In a new Section 199 Domestic Production Activities Deduction case, the Tax Court has ruled that a third party contract printer is entitled to the Section 199 deduction and not the publisher. ADVO, Inc. v. Commissioner, 141 T.C. 9 (2013).
ADVO is a direct mail producer (i.e., mail inserts, flyers, mailing campaigns through the Post Office) and it argued that although it contracts out the printing process to third parties, it still retains control over the printing stages and also produces all the electronic (intangible) files necessary to produce the final product. ADVO thus argued that just because the final stage in the process (the printing) is performed by a third party, ADVO still gets the 199 production deduction because it retained the benefits and burdens of ownership throughout the production process.
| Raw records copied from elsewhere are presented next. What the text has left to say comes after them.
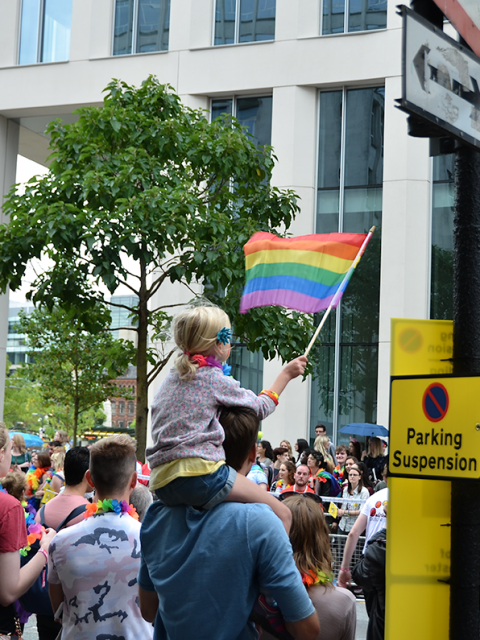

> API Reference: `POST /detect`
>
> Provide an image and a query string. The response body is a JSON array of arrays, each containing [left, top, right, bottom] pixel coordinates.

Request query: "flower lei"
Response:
[[190, 354, 232, 376], [26, 467, 50, 495], [20, 502, 45, 556], [277, 478, 293, 490], [333, 464, 345, 480], [301, 569, 333, 587], [315, 469, 330, 482], [84, 498, 138, 520]]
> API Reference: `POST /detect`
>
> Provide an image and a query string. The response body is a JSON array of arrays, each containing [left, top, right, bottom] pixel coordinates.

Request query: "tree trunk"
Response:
[[135, 260, 148, 462], [73, 395, 80, 447]]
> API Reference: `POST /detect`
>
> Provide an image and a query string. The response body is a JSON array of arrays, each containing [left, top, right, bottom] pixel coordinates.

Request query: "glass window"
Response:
[[430, 153, 455, 320], [310, 88, 385, 441], [19, 0, 72, 64], [113, 0, 170, 56], [211, 94, 273, 393], [322, 0, 387, 35], [214, 0, 276, 45]]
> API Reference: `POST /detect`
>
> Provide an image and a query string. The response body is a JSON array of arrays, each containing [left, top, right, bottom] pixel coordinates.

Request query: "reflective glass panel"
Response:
[[42, 0, 72, 62], [310, 344, 335, 440], [345, 88, 385, 187], [348, 0, 387, 31], [430, 154, 455, 320], [338, 345, 378, 428], [212, 100, 233, 120], [316, 91, 342, 233], [18, 0, 40, 64], [322, 0, 345, 35], [113, 0, 134, 56], [235, 96, 272, 146], [136, 0, 170, 53], [310, 88, 384, 442], [214, 0, 237, 44], [239, 0, 276, 42], [228, 344, 263, 394]]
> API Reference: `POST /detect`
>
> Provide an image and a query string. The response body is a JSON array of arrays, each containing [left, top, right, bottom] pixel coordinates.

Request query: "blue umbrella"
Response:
[[338, 422, 388, 438], [9, 431, 44, 447]]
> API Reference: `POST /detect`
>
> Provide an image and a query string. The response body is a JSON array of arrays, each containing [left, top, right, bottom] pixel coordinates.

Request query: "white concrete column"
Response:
[[378, 77, 431, 425], [0, 116, 19, 419], [256, 86, 317, 446], [0, 0, 21, 68], [272, 86, 317, 235], [275, 0, 321, 40]]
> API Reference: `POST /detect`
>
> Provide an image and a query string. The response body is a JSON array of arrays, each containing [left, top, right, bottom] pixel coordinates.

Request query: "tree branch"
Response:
[[147, 349, 176, 387]]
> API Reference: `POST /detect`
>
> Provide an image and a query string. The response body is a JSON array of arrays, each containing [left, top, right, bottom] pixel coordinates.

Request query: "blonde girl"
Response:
[[146, 307, 307, 528]]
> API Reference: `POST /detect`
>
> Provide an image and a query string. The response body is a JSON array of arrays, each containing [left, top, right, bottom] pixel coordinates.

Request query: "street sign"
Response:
[[385, 318, 453, 640], [390, 318, 453, 376], [399, 6, 480, 148], [433, 0, 480, 56], [388, 376, 480, 480]]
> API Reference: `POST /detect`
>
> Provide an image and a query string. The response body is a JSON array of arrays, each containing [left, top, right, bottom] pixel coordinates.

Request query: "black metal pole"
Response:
[[450, 144, 480, 640]]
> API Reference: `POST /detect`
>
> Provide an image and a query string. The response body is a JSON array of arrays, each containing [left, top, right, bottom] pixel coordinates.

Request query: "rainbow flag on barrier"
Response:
[[240, 231, 371, 313]]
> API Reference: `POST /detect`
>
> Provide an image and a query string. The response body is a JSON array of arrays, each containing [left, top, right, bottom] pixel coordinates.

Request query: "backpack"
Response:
[[19, 504, 87, 616]]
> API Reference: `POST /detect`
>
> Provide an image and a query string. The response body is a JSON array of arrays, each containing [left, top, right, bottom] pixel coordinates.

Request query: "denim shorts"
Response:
[[155, 464, 237, 509]]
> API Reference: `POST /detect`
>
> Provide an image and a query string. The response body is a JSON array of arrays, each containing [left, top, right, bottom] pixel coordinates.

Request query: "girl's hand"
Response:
[[283, 356, 308, 380]]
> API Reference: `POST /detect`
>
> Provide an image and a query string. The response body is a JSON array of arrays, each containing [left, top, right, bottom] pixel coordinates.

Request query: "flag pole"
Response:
[[303, 226, 375, 356]]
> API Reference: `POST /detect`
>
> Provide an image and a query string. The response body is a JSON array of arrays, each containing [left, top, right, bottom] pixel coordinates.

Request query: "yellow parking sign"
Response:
[[391, 318, 453, 375], [389, 376, 480, 480]]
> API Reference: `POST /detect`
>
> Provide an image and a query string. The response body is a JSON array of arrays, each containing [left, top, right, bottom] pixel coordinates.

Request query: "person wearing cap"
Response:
[[282, 464, 315, 493]]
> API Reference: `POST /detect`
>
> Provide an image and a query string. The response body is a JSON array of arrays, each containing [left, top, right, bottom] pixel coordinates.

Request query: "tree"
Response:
[[0, 76, 312, 459], [20, 308, 135, 445]]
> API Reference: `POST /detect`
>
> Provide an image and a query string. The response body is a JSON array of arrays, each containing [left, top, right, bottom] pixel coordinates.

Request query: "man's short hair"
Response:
[[63, 447, 90, 487], [219, 407, 260, 471], [90, 435, 137, 493]]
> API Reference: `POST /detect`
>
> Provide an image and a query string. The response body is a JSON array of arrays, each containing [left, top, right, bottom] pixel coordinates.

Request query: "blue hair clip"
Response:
[[217, 327, 232, 344]]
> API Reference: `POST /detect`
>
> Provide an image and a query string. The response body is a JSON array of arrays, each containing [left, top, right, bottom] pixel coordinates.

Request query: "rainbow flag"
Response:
[[240, 231, 371, 313]]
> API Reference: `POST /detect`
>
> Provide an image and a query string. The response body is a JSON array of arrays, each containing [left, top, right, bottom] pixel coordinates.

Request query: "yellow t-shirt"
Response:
[[148, 458, 225, 491]]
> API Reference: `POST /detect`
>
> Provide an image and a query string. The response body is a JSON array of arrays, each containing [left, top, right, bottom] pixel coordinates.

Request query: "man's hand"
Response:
[[40, 529, 57, 551], [283, 356, 308, 380]]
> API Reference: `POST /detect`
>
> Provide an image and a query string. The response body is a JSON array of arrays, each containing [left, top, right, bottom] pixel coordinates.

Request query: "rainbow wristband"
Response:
[[259, 389, 278, 405]]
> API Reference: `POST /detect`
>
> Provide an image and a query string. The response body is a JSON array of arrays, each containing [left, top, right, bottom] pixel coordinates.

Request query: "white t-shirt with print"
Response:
[[360, 487, 388, 553], [48, 513, 153, 640]]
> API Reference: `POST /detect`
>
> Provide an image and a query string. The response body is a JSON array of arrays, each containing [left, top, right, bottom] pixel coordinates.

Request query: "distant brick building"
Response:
[[109, 365, 137, 429]]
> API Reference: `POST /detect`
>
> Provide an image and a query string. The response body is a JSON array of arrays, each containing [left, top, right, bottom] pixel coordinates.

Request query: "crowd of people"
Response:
[[0, 307, 388, 640]]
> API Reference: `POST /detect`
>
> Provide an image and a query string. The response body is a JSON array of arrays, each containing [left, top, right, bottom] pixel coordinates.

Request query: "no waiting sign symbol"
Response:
[[422, 382, 449, 422]]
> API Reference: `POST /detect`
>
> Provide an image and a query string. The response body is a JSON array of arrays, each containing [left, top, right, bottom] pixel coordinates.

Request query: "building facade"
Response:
[[0, 0, 453, 444]]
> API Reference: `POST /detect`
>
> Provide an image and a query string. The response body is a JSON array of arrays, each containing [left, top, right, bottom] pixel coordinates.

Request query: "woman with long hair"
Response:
[[307, 451, 340, 498], [0, 423, 55, 636], [262, 495, 357, 640], [257, 440, 273, 467], [271, 460, 297, 496], [353, 462, 375, 495], [348, 440, 362, 460], [363, 438, 387, 484], [337, 465, 370, 535], [294, 438, 309, 467], [12, 433, 31, 473], [270, 447, 288, 490]]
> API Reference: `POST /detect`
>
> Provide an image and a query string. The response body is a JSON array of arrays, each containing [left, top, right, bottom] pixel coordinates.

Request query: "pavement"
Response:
[[23, 600, 368, 640]]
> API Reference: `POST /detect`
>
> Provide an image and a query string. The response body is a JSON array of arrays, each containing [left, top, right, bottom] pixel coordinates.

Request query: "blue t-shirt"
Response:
[[138, 502, 314, 640]]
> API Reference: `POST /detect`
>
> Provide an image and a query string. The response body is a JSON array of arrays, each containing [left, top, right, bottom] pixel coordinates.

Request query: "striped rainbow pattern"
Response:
[[240, 231, 367, 313]]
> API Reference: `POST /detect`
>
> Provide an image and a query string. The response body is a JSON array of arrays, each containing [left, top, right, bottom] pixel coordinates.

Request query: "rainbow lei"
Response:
[[301, 569, 333, 587], [84, 498, 138, 520], [26, 467, 50, 496]]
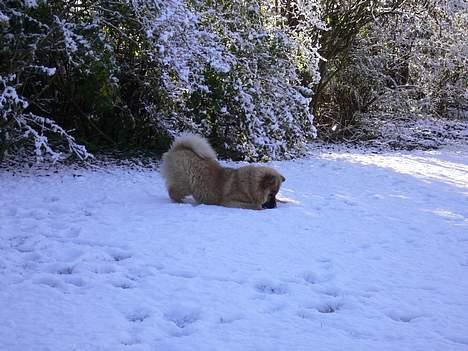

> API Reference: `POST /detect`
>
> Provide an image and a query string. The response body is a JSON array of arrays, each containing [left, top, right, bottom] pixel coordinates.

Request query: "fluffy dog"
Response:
[[161, 134, 285, 210]]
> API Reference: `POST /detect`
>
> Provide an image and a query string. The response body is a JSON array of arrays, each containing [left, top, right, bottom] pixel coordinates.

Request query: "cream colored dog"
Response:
[[162, 134, 285, 210]]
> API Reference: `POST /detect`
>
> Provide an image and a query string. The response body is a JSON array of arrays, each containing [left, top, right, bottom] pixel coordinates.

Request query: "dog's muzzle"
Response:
[[262, 196, 276, 209]]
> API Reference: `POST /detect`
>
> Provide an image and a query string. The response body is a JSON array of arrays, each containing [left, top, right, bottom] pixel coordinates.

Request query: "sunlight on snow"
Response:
[[325, 153, 468, 189]]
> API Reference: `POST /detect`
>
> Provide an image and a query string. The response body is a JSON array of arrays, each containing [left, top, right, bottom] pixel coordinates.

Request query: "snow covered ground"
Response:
[[0, 149, 468, 351]]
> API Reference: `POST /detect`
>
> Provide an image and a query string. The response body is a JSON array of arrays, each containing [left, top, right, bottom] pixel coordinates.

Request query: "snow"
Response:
[[0, 148, 468, 351]]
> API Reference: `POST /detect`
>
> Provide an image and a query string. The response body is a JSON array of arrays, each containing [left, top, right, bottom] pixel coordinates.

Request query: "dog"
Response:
[[161, 134, 286, 210]]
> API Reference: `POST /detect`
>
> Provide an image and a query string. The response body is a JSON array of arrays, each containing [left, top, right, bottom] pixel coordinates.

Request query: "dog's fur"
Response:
[[161, 134, 285, 210]]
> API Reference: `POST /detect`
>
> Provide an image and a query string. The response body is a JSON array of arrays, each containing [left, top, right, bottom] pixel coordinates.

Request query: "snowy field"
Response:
[[0, 149, 468, 351]]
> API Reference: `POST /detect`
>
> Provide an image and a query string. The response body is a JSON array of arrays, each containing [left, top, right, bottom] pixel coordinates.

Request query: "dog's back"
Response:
[[168, 134, 217, 160], [161, 134, 219, 202]]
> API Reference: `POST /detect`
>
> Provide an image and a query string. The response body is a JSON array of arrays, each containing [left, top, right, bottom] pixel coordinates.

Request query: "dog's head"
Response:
[[260, 167, 286, 209]]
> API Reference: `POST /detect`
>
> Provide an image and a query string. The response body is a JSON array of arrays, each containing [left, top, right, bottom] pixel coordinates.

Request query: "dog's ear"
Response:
[[260, 173, 276, 190]]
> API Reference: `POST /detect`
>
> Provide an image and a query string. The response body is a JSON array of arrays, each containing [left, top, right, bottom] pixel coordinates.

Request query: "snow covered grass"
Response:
[[0, 149, 468, 351]]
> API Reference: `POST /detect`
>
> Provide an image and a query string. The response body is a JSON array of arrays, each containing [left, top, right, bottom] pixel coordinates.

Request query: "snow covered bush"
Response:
[[315, 0, 468, 140], [0, 0, 323, 160], [0, 1, 90, 161], [137, 0, 321, 160]]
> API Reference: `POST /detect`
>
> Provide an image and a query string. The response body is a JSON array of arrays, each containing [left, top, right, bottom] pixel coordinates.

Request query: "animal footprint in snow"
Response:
[[387, 310, 424, 323], [255, 280, 288, 295], [302, 271, 334, 284], [111, 279, 135, 290], [316, 300, 343, 313], [109, 249, 132, 262], [164, 306, 201, 329], [126, 308, 151, 322]]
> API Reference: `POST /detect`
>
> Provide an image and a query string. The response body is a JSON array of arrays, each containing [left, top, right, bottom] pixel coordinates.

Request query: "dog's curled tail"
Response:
[[169, 134, 217, 160]]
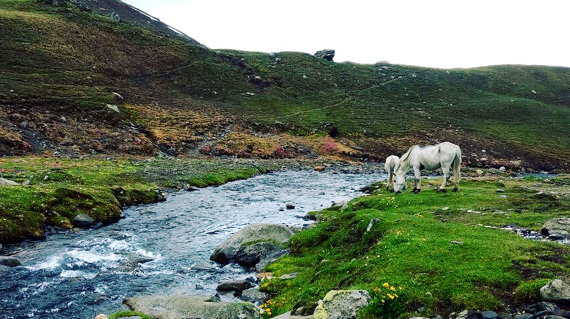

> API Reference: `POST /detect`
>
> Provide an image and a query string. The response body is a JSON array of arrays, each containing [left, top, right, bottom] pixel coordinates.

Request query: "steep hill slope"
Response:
[[0, 0, 570, 169]]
This has been a contentious issue in the industry for several years, with printers arguing that they ultimately produce the tangible property eligible for the Section 199 Domestic Production Activities Deduction, while the printers (including ADVO) argue that it owns all the intellectual property and ultimate ownership of the both the IP and tangible property, produces all the content to print and exercises control over the printing process to some extent, and thus the publisher is ultimately the party entitled to the Section 199 deduction.
The Tax Court, however, found for the Respondent (IRS) and concluded that the printer is the only party who actually produces tangible personal property and the printer maintains the benefits and burdens of ownership during the printing process which in the Tax Court opinion was the only process that counts as part of the manufacturing process for Section 199 purposes. The printer also had the risk of loss according to the Tax Court during the printing process, including maintaining insurance in the event of loss during the printing stages.
The Court also sought to only have one party claim the 199 deduction (either the printer or the publisher ADVO) and contrasted Code Section 263A which allows for two parties to both be the ‘owner’ of the same property. See Suzy’s Zoo v. Comm’r, 114 T.C. 1 (2000), aff’d 273 F.3d 875 (9th Cir. 2001)(printer and publisher can both be ‘producers’ for purposes of Section 263A).
In weighing a number of factors relating to benefits and burdens of ownership, the Tax Court found that the printer produced the tangible product, had more control over the printing process than the publisher, had the risk of loss during the printing process, and had economic upside or downside under the fixed price contracts and therefore ruled that the printer is the single party entitled to claim the Section 199 Domestic Production Activities Deduction under these facts.